Precision@K: How many of the top K results are relevant.
MRR (Mean Reciprocal Rank): Where the first relevant document appears (average of reciprocal ranks).
test_cases = [
{"query": "refund policy", "expected_docs": ["policy-001", "policy-002"]},
{"query": "contact support", "expected_docs": ["faq-005"]},
]
for case in test_cases:
results = retrieve(case["query"], top_k=5)
result_ids = [r.id for r in results]
recall = len(set(result_ids) & set(case["expected_docs"])) / len(case["expected_docs"])
print(f"Query: {case['query']}, Recall@5: {recall}")
Build an evaluation set before optimizing retrieval.
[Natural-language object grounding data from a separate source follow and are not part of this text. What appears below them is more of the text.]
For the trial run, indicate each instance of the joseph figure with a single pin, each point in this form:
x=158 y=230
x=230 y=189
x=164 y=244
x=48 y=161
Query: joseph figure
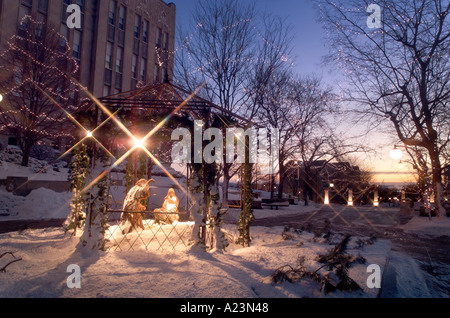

Otherwise you don't know if changes are improvements or regressions.
Key Takeaways
- Retrieval quality sets the ceiling for RAG. If retrieval doesn't find the right info, the LLM can't produce a good answer.
- Hybrid search (vector + keyword) usually outperforms pure vector search. Recommended for most scenarios.
- Re-ranking is one of the most effective ways to improve retrieval precision — use a Cross-Encoder to rescore candidates.
- Multi-query and HyDE broaden search coverage, but add latency. Best for quality-critical scenarios.
- Build an evaluation set first, then optimize. Without evaluation, optimization is blind.